All Party Hurriyat Conference chief Mirwaiz Umer Farooq has appealed to Prime minister Dr Manmohan Singh to take steps to bring peace to Jammu and Kashmir which has been on the boil over killings of protestors by the security forces.
Deploring the Centre's policies on Kashmir, he said, "This is spontaneous anger against the state government and the Centre. I do not agree with Home Minister P Chidambaram when he says the Lashkar-e-Tayiba is behind it. It is anger against the atrocities committed by the security forces." The Mirwaiz spoke to rediff.com's Onkar Singh.
Do you think instead of calling for the army Chief Minister Omar Abdullah should have formed an all-party peace committee to address the peoples' grievances?
The matter is beyond Omar Abdullah, Mehbooba Mufti and the so-called mainstream politicians. I feel the time has come when the Centre should intervene directly in Jammu and Kashmir to restore peace and tranquility in the valley.
Would you appeal to the PM to take initiatives to restore peace?
It is unfortunate that when the PM was in the valley a few weeks ago, he chose not to reach out to the Kashmiri people who face human rights violations. When the PM came for the first time (to Kashmir), he promised that his government would have zero tolerance for human rights violations. Now he says some innocent lives could be lost while dealing with a situation.

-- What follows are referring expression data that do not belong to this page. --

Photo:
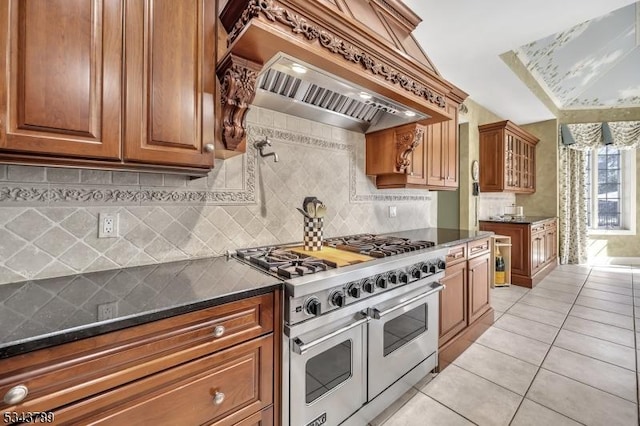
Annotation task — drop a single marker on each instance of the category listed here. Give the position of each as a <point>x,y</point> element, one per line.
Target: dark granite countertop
<point>520,220</point>
<point>442,237</point>
<point>43,313</point>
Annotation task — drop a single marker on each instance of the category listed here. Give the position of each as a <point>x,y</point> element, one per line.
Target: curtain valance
<point>587,136</point>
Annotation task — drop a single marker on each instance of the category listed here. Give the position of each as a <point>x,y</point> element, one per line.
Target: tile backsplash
<point>493,203</point>
<point>49,216</point>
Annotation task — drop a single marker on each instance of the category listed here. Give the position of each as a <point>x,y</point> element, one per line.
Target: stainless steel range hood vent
<point>297,88</point>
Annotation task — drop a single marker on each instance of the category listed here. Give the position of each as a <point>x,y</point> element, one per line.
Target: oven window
<point>403,329</point>
<point>327,370</point>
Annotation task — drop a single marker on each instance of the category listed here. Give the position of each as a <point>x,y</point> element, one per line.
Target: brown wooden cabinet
<point>453,302</point>
<point>415,155</point>
<point>533,248</point>
<point>113,83</point>
<point>215,366</point>
<point>465,306</point>
<point>479,286</point>
<point>507,158</point>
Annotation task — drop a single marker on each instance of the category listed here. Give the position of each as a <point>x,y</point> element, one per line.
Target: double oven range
<point>356,337</point>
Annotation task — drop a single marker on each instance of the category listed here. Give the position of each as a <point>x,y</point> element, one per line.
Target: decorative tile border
<point>354,197</point>
<point>53,194</point>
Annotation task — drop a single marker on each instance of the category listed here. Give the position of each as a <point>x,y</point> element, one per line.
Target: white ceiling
<point>465,38</point>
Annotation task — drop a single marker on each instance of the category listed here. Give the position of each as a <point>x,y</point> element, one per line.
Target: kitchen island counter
<point>48,312</point>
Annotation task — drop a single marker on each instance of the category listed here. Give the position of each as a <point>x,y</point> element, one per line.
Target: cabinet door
<point>479,286</point>
<point>538,248</point>
<point>453,306</point>
<point>435,155</point>
<point>169,81</point>
<point>62,94</point>
<point>450,141</point>
<point>417,175</point>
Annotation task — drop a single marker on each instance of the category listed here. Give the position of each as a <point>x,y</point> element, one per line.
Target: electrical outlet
<point>108,225</point>
<point>107,311</point>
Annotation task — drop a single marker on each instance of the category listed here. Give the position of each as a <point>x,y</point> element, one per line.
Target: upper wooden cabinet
<point>108,83</point>
<point>415,155</point>
<point>63,62</point>
<point>507,158</point>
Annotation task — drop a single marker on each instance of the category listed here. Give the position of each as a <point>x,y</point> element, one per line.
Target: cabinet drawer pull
<point>219,331</point>
<point>218,398</point>
<point>16,394</point>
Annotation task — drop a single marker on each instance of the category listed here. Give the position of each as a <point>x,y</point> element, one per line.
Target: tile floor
<point>563,353</point>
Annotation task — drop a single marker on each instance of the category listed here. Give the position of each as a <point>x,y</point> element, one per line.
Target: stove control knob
<point>416,273</point>
<point>354,290</point>
<point>426,269</point>
<point>368,286</point>
<point>337,299</point>
<point>313,306</point>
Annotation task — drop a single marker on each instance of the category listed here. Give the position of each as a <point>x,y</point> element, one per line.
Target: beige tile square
<point>567,288</point>
<point>605,305</point>
<point>613,353</point>
<point>504,370</point>
<point>545,303</point>
<point>611,333</point>
<point>524,348</point>
<point>501,305</point>
<point>553,294</point>
<point>605,295</point>
<point>578,401</point>
<point>528,328</point>
<point>602,375</point>
<point>425,411</point>
<point>610,288</point>
<point>537,314</point>
<point>605,317</point>
<point>473,397</point>
<point>533,414</point>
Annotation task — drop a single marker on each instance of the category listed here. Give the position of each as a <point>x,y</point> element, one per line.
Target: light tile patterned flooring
<point>563,353</point>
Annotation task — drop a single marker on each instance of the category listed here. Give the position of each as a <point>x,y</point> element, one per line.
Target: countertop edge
<point>72,335</point>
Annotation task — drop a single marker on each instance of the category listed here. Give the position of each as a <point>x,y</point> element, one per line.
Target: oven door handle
<point>301,348</point>
<point>377,314</point>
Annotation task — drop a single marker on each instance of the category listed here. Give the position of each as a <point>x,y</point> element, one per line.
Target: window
<point>610,190</point>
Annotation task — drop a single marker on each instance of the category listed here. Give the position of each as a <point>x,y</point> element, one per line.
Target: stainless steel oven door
<point>327,373</point>
<point>402,333</point>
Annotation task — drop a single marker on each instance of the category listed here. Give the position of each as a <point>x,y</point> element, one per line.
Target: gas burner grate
<point>285,263</point>
<point>377,246</point>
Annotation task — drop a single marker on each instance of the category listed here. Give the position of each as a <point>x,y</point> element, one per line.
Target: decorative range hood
<point>352,64</point>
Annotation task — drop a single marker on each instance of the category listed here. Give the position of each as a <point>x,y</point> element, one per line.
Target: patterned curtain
<point>573,206</point>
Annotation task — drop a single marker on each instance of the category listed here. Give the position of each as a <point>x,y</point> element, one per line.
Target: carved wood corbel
<point>238,77</point>
<point>406,142</point>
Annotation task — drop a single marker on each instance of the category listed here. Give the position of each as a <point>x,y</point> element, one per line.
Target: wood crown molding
<point>237,20</point>
<point>238,78</point>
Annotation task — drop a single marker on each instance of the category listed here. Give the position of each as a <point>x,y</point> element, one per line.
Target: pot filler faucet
<point>260,145</point>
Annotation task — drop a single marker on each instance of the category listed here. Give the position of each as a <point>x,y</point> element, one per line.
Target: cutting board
<point>339,257</point>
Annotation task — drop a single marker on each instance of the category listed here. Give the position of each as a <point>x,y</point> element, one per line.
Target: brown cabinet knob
<point>219,331</point>
<point>218,398</point>
<point>16,394</point>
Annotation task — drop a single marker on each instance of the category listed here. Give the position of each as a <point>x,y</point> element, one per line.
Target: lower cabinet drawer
<point>67,373</point>
<point>224,389</point>
<point>263,418</point>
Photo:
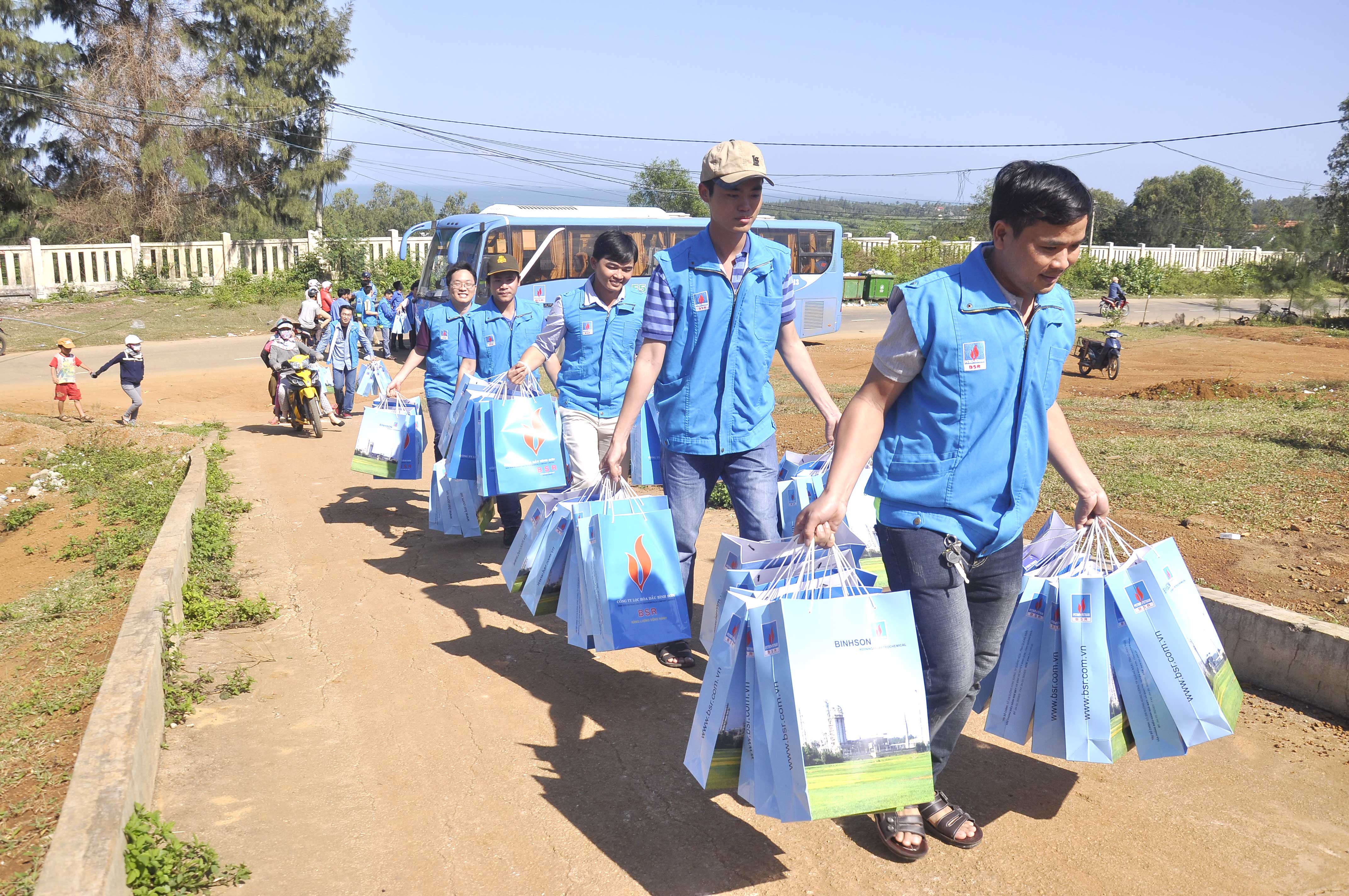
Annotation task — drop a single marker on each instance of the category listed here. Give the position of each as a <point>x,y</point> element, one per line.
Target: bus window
<point>551,265</point>
<point>814,251</point>
<point>438,264</point>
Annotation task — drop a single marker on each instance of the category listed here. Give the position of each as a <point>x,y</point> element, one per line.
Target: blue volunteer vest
<point>965,446</point>
<point>446,326</point>
<point>501,344</point>
<point>601,346</point>
<point>713,395</point>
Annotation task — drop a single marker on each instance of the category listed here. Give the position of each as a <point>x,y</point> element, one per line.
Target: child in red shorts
<point>64,365</point>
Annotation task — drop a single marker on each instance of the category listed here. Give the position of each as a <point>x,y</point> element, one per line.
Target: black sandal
<point>892,825</point>
<point>675,655</point>
<point>945,828</point>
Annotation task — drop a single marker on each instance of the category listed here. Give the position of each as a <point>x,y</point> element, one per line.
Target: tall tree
<point>668,185</point>
<point>276,59</point>
<point>1186,208</point>
<point>31,71</point>
<point>1336,200</point>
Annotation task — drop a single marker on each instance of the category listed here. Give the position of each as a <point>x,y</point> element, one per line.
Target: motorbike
<point>1109,305</point>
<point>1094,354</point>
<point>301,407</point>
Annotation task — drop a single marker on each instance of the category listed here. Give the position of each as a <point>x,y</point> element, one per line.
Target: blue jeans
<point>960,625</point>
<point>344,389</point>
<point>751,478</point>
<point>439,411</point>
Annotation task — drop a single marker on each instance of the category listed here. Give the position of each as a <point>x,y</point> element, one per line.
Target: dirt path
<point>413,731</point>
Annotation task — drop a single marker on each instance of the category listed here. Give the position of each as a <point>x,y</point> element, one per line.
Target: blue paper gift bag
<point>1086,670</point>
<point>644,449</point>
<point>643,589</point>
<point>840,745</point>
<point>520,446</point>
<point>1012,701</point>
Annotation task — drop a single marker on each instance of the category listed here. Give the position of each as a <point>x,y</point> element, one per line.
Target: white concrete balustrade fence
<point>37,270</point>
<point>1192,258</point>
<point>34,272</point>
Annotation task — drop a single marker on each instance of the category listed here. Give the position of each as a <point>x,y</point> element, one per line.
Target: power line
<point>846,146</point>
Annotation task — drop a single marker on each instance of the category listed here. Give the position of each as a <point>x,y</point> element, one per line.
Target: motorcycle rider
<point>1116,296</point>
<point>284,347</point>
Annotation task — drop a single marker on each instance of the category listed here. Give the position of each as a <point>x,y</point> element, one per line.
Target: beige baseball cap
<point>732,162</point>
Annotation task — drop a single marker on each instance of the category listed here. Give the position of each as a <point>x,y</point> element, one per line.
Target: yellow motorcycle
<point>301,407</point>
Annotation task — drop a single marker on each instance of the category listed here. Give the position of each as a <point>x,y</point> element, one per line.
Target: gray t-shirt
<point>898,356</point>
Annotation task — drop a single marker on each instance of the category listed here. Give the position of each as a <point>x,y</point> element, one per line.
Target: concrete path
<point>413,731</point>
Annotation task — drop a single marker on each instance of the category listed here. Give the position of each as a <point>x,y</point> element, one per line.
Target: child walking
<point>133,372</point>
<point>64,365</point>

Will the army's induction help in easing the situation?
We already have the Border Security Force and the Central Reserve Police Force in the valley, and now the army has been called in. The message the Indian government is trying to send to the people is that they cannot confront the might of the Indian forces.
Have you met the people lately?
On July 6 I walked through Srinagar's bylanes. No stones were pelted at us. I sat down with the people at a number of places and asked them to protest peacefully. The Kashmiri people are peace-loving.
What was the basic cause of this uprising?
On June 11, people were marching towards Sopore to protest against the heavy-handed manner in which the security forces were dealing with the innocent people. The march started from downtown Srinagar, marched for seven km unhampered. Then suddenly there was unprovoked firing on the marchers and this has escalated further in the last four weeks.
The home minister says the LeT is behind these disturbances?
This is not true. Only three months ago, the army chief, General V K Singh, had gone on record saying that infiltration has come down and the number of violent incidents had also gone down. Let me tell you on record that the LeT is not involved in the violence in the valley. It is the spontaneous anger of the people which is now being witnessed by India and the world.
Who is leading the agitators if the LeT is not behind it? What about stone-pelting incidents and of a policeman being assaulted by the youth?
I have already said the LeT has no hand in this. The younger generation has taken over the movement and it is they who are calling the shots. They understand the situation better than their forefathers did.
What in your opinion should the Indian government do?
The first and foremost step that they must immediately is to remove the BSF and CRPF bunkers that are located in thickly populated areas. Some of the bunkers are right in the middle of Srinagar's lanes. Once that is done, the Centre should reopen the dialogue with the people of Kashmir. We began the peace process in 2006 with the then prime minister Atal Bihari Vajpayee. But the present government has done little in this direction.
Dr Singh reached out to Pakistan when he said he hopes to have a cordial relations with the neighbouring country but he did not reach out to the people of Kashmir. It is rather unfortunate.
The issue of human rights violations has to be addressed and those who are responsible should be prosecuted. And another important thing that the Centre must do is to restart dialogue with the APHC.